MALGUND, INDIA -- Vivek Bhide is a mango grower in this lush, sleepy coastal region of fruit and cashew trees. Four years ago, he also took on the role of environmental crusader for his community when a company began building a thermal power plant nearby.

Fearing that the plant's fumes would reduce crop yields, Bhide wrote countless letters to officials, met with politicians and organized protests calling for the project to be scrapped. When those efforts failed, he and his friends turned to one of the most powerful legal tools available to Indian citizens: They filed a public interest litigation, forcing the project's delay.

"I am an ordinary citizen. How do I resist decisions that are made at the top?" asked Bhide, 47. "The court is my only battleground."

In the past two decades, tens of thousands of public interest litigations have been filed against the Indian government and corporations on grounds that such mega-projects threaten livelihoods, land or the environment. These suits have led to landmark rulings on education, the environment and human rights in India.

But the number of cases has risen dramatically in recent years, straining India's already backlogged courts and holding up power stations, mining ventures, airport upgrades and other projects desperately needed to sustain the country's economic expansion, government officials say.

Frivolous cases abound. Petitions have been filed against premarital sex, the Indian cricket team's tour in Australia and even the American actor Richard Gere -- for kissing an Indian actress in public.

"Who are these self-appointed representatives of public interest? Half of the litigations are triggered by business rivalry or an individual's perspective. It has nothing to do with public interest," said Kamal Nath, India's road transport minister.

The government announced a policy in June that seeks to reduce the caseload by requiring higher standards of proof and by imposing fines on the petitioner if a project was held up by a public interest litigation that is later dismissed. In announcing the rules, India's law and justice minister, M. Veerappa Moily, said "bogus" cases must be exposed.

But many activists say the new rules are a setback for a movement that has allowed citizens to challenge state apathy, corruption and corporate highhandedness.
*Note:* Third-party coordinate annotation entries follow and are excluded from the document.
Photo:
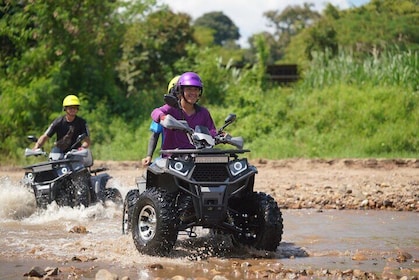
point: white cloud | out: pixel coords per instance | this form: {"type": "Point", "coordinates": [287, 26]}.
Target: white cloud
{"type": "Point", "coordinates": [247, 15]}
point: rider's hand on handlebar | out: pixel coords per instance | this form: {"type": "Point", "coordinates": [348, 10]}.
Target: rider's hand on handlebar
{"type": "Point", "coordinates": [146, 161]}
{"type": "Point", "coordinates": [162, 117]}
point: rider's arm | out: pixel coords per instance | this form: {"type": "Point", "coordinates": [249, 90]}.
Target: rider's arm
{"type": "Point", "coordinates": [41, 141]}
{"type": "Point", "coordinates": [86, 142]}
{"type": "Point", "coordinates": [152, 143]}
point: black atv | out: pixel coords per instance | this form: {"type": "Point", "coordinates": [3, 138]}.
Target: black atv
{"type": "Point", "coordinates": [67, 178]}
{"type": "Point", "coordinates": [205, 186]}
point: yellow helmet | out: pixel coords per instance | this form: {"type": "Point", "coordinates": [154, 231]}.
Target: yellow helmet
{"type": "Point", "coordinates": [172, 85]}
{"type": "Point", "coordinates": [71, 100]}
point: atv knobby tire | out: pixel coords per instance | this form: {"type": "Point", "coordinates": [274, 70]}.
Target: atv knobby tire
{"type": "Point", "coordinates": [260, 217]}
{"type": "Point", "coordinates": [154, 222]}
{"type": "Point", "coordinates": [113, 195]}
{"type": "Point", "coordinates": [129, 203]}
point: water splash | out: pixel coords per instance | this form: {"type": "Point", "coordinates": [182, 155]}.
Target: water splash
{"type": "Point", "coordinates": [16, 200]}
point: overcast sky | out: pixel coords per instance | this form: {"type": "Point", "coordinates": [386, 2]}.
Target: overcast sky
{"type": "Point", "coordinates": [247, 15]}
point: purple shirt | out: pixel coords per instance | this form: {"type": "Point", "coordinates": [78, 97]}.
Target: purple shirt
{"type": "Point", "coordinates": [176, 139]}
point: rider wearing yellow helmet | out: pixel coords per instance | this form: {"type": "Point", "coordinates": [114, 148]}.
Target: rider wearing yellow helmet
{"type": "Point", "coordinates": [156, 128]}
{"type": "Point", "coordinates": [67, 127]}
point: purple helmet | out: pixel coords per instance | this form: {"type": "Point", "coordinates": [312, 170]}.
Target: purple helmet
{"type": "Point", "coordinates": [190, 79]}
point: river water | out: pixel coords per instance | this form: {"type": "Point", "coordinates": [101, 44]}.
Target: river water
{"type": "Point", "coordinates": [335, 239]}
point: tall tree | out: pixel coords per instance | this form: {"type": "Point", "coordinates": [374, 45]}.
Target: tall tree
{"type": "Point", "coordinates": [291, 21]}
{"type": "Point", "coordinates": [224, 27]}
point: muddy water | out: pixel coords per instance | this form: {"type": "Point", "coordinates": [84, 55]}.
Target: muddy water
{"type": "Point", "coordinates": [366, 240]}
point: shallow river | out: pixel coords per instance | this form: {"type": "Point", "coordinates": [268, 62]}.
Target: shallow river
{"type": "Point", "coordinates": [366, 240]}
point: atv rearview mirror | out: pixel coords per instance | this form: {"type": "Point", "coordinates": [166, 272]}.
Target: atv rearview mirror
{"type": "Point", "coordinates": [32, 138]}
{"type": "Point", "coordinates": [171, 100]}
{"type": "Point", "coordinates": [230, 118]}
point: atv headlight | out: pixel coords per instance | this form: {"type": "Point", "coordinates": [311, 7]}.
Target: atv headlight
{"type": "Point", "coordinates": [237, 166]}
{"type": "Point", "coordinates": [28, 179]}
{"type": "Point", "coordinates": [179, 167]}
{"type": "Point", "coordinates": [62, 170]}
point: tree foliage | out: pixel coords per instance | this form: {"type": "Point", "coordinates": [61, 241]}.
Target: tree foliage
{"type": "Point", "coordinates": [118, 56]}
{"type": "Point", "coordinates": [224, 28]}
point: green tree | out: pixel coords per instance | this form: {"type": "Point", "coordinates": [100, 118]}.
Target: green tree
{"type": "Point", "coordinates": [150, 49]}
{"type": "Point", "coordinates": [224, 28]}
{"type": "Point", "coordinates": [291, 21]}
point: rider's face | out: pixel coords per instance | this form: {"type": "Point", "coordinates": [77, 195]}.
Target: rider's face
{"type": "Point", "coordinates": [72, 110]}
{"type": "Point", "coordinates": [191, 94]}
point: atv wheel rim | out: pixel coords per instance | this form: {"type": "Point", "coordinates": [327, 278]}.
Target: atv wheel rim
{"type": "Point", "coordinates": [147, 223]}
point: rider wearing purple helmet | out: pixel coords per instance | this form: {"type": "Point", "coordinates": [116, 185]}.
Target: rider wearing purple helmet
{"type": "Point", "coordinates": [189, 90]}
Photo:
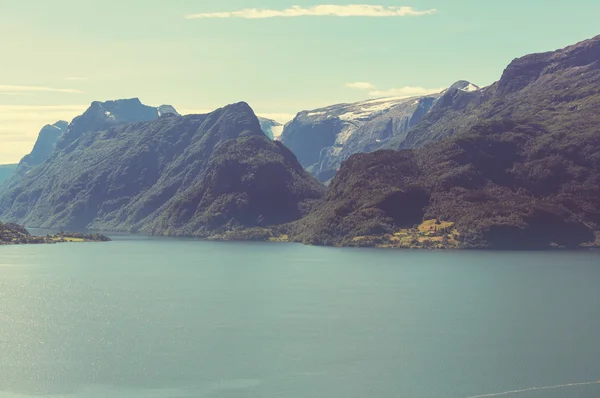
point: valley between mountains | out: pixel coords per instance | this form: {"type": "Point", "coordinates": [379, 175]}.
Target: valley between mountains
{"type": "Point", "coordinates": [515, 165]}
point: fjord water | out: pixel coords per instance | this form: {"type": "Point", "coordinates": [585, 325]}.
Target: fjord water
{"type": "Point", "coordinates": [164, 318]}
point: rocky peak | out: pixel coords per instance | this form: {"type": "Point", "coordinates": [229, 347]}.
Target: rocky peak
{"type": "Point", "coordinates": [104, 115]}
{"type": "Point", "coordinates": [523, 71]}
{"type": "Point", "coordinates": [49, 135]}
{"type": "Point", "coordinates": [166, 110]}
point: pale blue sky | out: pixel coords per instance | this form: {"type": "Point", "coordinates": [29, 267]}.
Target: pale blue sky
{"type": "Point", "coordinates": [279, 65]}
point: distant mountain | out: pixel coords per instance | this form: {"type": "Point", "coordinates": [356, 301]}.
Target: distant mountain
{"type": "Point", "coordinates": [323, 138]}
{"type": "Point", "coordinates": [6, 172]}
{"type": "Point", "coordinates": [271, 128]}
{"type": "Point", "coordinates": [44, 146]}
{"type": "Point", "coordinates": [514, 165]}
{"type": "Point", "coordinates": [101, 116]}
{"type": "Point", "coordinates": [195, 175]}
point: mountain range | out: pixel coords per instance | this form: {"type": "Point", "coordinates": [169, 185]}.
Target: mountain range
{"type": "Point", "coordinates": [178, 175]}
{"type": "Point", "coordinates": [323, 138]}
{"type": "Point", "coordinates": [512, 165]}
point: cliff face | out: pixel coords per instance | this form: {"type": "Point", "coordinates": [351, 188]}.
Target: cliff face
{"type": "Point", "coordinates": [515, 165]}
{"type": "Point", "coordinates": [130, 177]}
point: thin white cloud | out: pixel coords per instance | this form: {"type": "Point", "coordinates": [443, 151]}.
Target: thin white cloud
{"type": "Point", "coordinates": [361, 85]}
{"type": "Point", "coordinates": [408, 91]}
{"type": "Point", "coordinates": [325, 10]}
{"type": "Point", "coordinates": [37, 89]}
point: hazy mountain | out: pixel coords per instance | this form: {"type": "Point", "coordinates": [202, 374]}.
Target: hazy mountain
{"type": "Point", "coordinates": [104, 115]}
{"type": "Point", "coordinates": [323, 138]}
{"type": "Point", "coordinates": [44, 146]}
{"type": "Point", "coordinates": [516, 164]}
{"type": "Point", "coordinates": [183, 175]}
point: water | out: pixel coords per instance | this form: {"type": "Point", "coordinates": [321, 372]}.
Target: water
{"type": "Point", "coordinates": [160, 318]}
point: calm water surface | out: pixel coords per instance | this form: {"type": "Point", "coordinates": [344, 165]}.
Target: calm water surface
{"type": "Point", "coordinates": [160, 318]}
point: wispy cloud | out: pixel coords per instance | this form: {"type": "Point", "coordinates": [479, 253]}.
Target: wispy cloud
{"type": "Point", "coordinates": [37, 89]}
{"type": "Point", "coordinates": [361, 85]}
{"type": "Point", "coordinates": [407, 91]}
{"type": "Point", "coordinates": [325, 10]}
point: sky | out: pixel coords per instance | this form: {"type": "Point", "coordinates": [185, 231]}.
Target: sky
{"type": "Point", "coordinates": [282, 57]}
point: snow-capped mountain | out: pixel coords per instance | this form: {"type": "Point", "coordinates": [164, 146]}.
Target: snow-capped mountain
{"type": "Point", "coordinates": [270, 127]}
{"type": "Point", "coordinates": [322, 138]}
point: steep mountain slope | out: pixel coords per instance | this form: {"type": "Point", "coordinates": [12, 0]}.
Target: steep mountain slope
{"type": "Point", "coordinates": [45, 144]}
{"type": "Point", "coordinates": [131, 177]}
{"type": "Point", "coordinates": [270, 127]}
{"type": "Point", "coordinates": [323, 138]}
{"type": "Point", "coordinates": [6, 172]}
{"type": "Point", "coordinates": [104, 115]}
{"type": "Point", "coordinates": [519, 167]}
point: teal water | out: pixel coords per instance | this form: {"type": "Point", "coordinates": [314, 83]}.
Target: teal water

"The very idea of making the petitioner pay for the project delays is reprehensible. This is an ominous sign and will discourage public-spirited citizens from challenging projects. They will think a thousand times before filing because the court may saddle them" with hefty fines, said retired judge Ajit Prakash Shah, who has ruled on many public interest litigations, including a case that decriminalized homosexuality in New Delhi.
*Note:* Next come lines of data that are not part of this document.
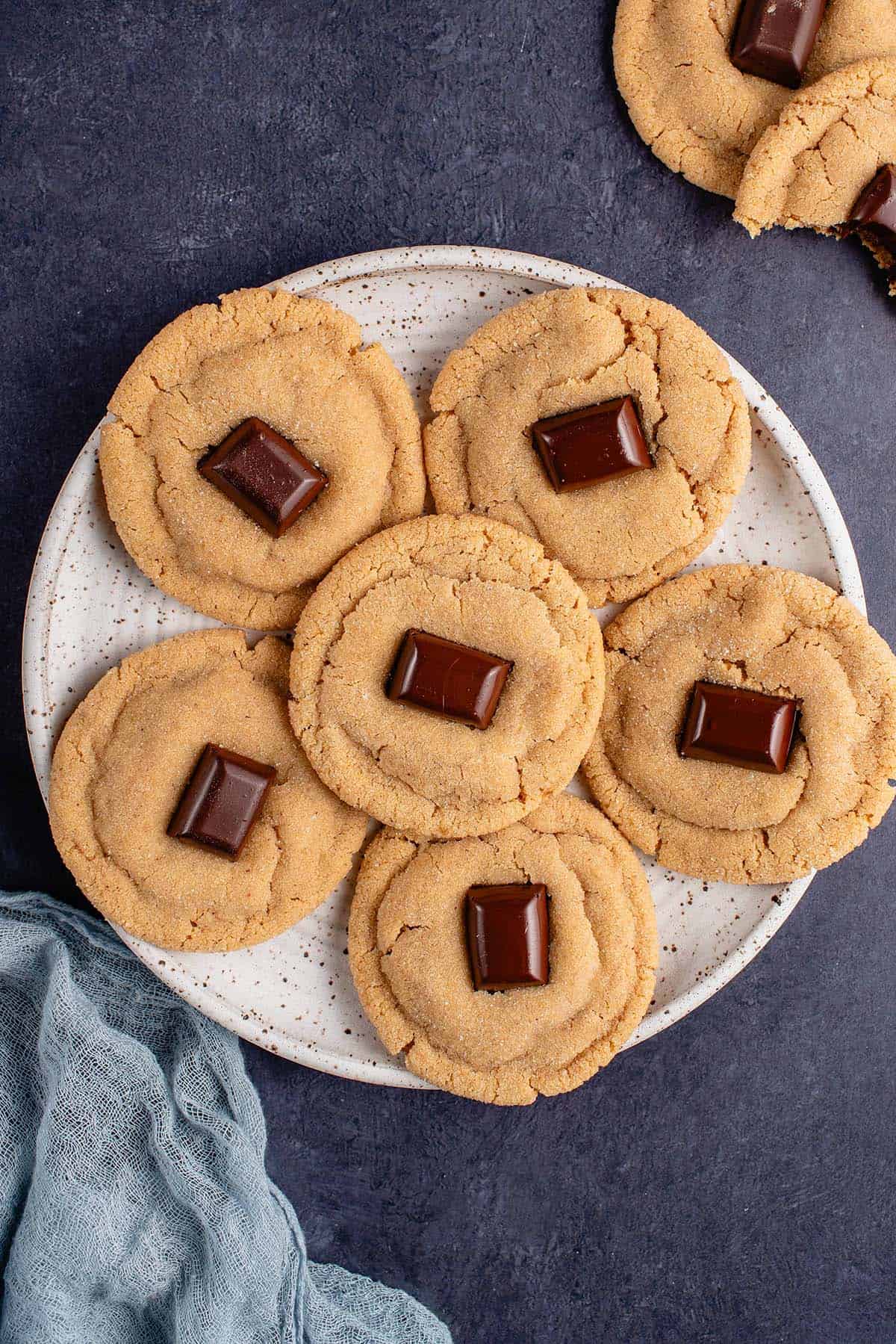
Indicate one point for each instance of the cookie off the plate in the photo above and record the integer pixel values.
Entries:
(704, 78)
(829, 163)
(605, 424)
(556, 910)
(748, 731)
(447, 676)
(184, 807)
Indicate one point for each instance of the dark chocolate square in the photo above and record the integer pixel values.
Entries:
(507, 932)
(264, 474)
(774, 38)
(595, 444)
(448, 678)
(876, 207)
(734, 726)
(222, 800)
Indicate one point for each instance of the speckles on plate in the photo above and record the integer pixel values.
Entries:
(89, 607)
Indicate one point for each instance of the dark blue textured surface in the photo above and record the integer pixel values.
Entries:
(732, 1179)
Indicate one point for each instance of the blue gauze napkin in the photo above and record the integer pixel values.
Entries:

Public interest litigations were born in the 1980s, when India's Supreme Court lowered the standard requirement of locus standi, or the burden to prove that the petitioner is an aggrieved party. The judges, inspired by the late U.S. Chief Justice Earl Warren, sought to expand the rights of marginalized citizens who could not go to court because they were poor or illiterate or had disabilities.

"We are witnessing an unfortunate rollback of the earlier judicial gains. The government is trying to create an impression as if all PILs are filed by people with vested interests. This sends a signal to all the high court judges to treat PILs with suspicion," said Prashant Bhushan, a civil liberties lawyer in New Delhi. "Who the petitioner is, who he is inspired by is irrelevant. What is important is the issue that a PIL raises."

Shah, who was the judge in Bhide's case, said that South Africa's constitution has made Indian-style public interest litigation a fundamental right and that courts in Pakistan, Nepal and Bangladesh have cited Indian cases in recent decisions.

The mango growers ultimately filed two petitions, in 2006 and 2008, against JSW Energy's $130 million power plant project. In September 2009, the Delhi High Court told India's Environment Ministry to "re-examine" the approval given to the thermal plant and ordered the factory to delay operating until the process was complete. But in June, an environment committee gave the plant the go-ahead. A company spokesman said the project follows all environmental guidelines but declined to comment on Bhide's petitions.

Bhide said he is preparing a petition asking the government to assess the environmental impact of several thermal power stations planned in the area.

"They say that India needs these power projects to reach heaven," he said. "But what about the hell it will bring upon our environment?"